Nombreux sont encore les expatriés qui vivent en Espagne tout en recevant des aides de l’Etat français. Une fraude qui coûte cher aux finances publiques et qui devient une priorité dans un contexte où elles sont au plus bas.
Photos : Clémentine Laurent
Depuis deux ans maintenant, les autorités françaises ont engagé un tournant dans leur politique de lutte contre la fraude sociale. Dans leur viseur : les allocataires qui résident hors de France tout en continuant à percevoir des aides telles que le RSA ou l’allocation chômage.
Selon Bercy, le montant des fraudes détectées aux prestations sociales dépasse les 350 millions d’euros par an. Une part significative de ces irrégularités concerne des cas de fraude à la résidence : des personnes qui continuent de déclarer une adresse en France, mais vivent en réalité à l’étranger. L’Espagne, destination prisée par de nombreux expatriés, fait partie des pays les plus surveillés.
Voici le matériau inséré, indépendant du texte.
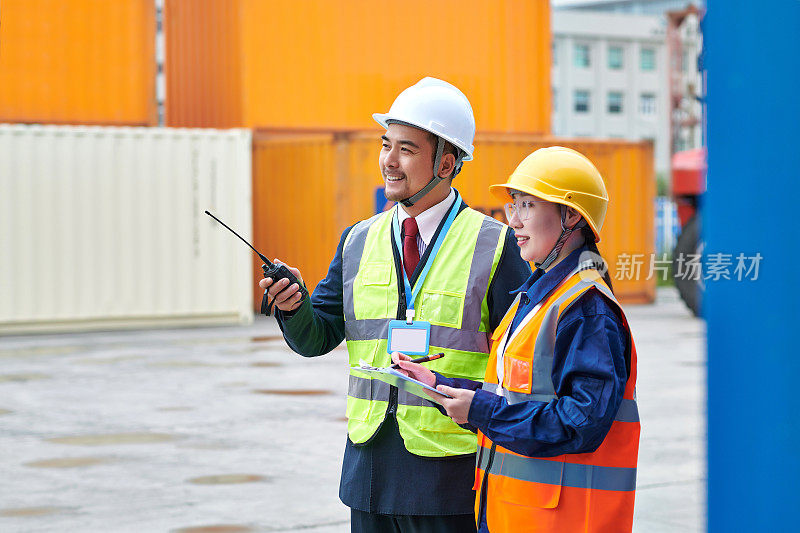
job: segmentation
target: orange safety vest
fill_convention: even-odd
[[[585,268],[585,266],[584,266]],[[573,271],[516,331],[506,333],[519,299],[492,335],[483,388],[502,394],[508,403],[558,402],[552,380],[556,327],[561,314],[591,288],[619,307],[608,285],[594,270]],[[620,308],[625,329],[628,322]],[[502,384],[498,384],[498,353]],[[486,502],[492,533],[630,532],[639,455],[636,406],[636,348],[630,343],[630,375],[622,404],[600,447],[591,453],[528,457],[494,444],[478,432],[475,469],[475,517]]]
Car pour avoir droit à ces aides, il faut impérativement résider en France de manière stable et effective. Un séjour de plus de trois mois à l’étranger doit être signalé. Les contrevenants encourent, pour les plus chanceux, le remboursement total des allocations indûment perçues. L’Etat peut aussi leur appliquer une pénalité financière pouvant aller jusqu’à 50 % des montants. Et si des poursuites judiciaires sont entamées, le fraudeur risque une forte amende voire, dans les cas les plus extrêmes, une peine de prison.
La technologie au service de la répression des fraudes
Pour contrer ces pratiques, l’administration française dispose aujourd’hui de nouveaux outils technologiques. Le plus emblématique est le webscraping : les services sociaux peuvent analyser les publications sur les réseaux sociaux afin de vérifier que les allocataires résident bien en France. Une story Instagram, une photo de voyage ou un post géolocalisé peuvent suffire à déclencher un contrôle.
À cela s’ajoute l’utilisation du Passenger Name Record (PNR), un fichier européen initialement destiné à la lutte antiterroriste, mais désormais mobilisé pour la détection de fraudes sociales. Ce dispositif permet d’accéder aux données des voyageurs aériens (noms, itinéraires, moyens de paiement) et ainsi de repérer les allers-retours suspects ou les séjours prolongés à l’étranger.
Enfin, les services de France Travail peuvent également consulter les relevés bancaires, notamment pour y repérer des transactions effectuées en dehors du territoire national. Ces dispositifs sont couplés à un traitement automatisé des données, basé sur le data mining, pour croiser les informations fiscales, sociales et administratives et détecter les incohérences. Le plan national de lutte contre la fraude, dévoilé par Gabriel Attal en mai 2023, prévoit une montée en puissance de ces contrôles, avec un accent particulier sur la coopération entre organismes publics et sur l’exploitation massive des données.
Ce qu’un expatrié français en Espagne doit savoir
Puis-je toucher le chômage depuis Barcelone ?
Non, sauf dans deux cas très encadrés : si vous partez chercher un emploi dans un autre pays de l’Union européenne pour une durée de trois mois (renouvelable une fois), ou si vous êtes détaché par France Travail avec un suivi spécifique. Sinon, toute résidence hors de France annule vos droits.
Dois-je prévenir la Caf ou France Travail ?
Oui, tout départ de plus de trois mois doit être déclaré. La non-déclaration constitue une fraude.
Quels contrôles peuvent être réalisés ?
Réseaux sociaux, données bancaires, fichiers de voyageurs… Les méthodes sont de plus en plus numériques et transversales.
Quels sont les risques concrets ?
Des milliers d’euros à rembourser, des pénalités, et une inscription dans les fichiers de fraudeurs de la Sécurité sociale.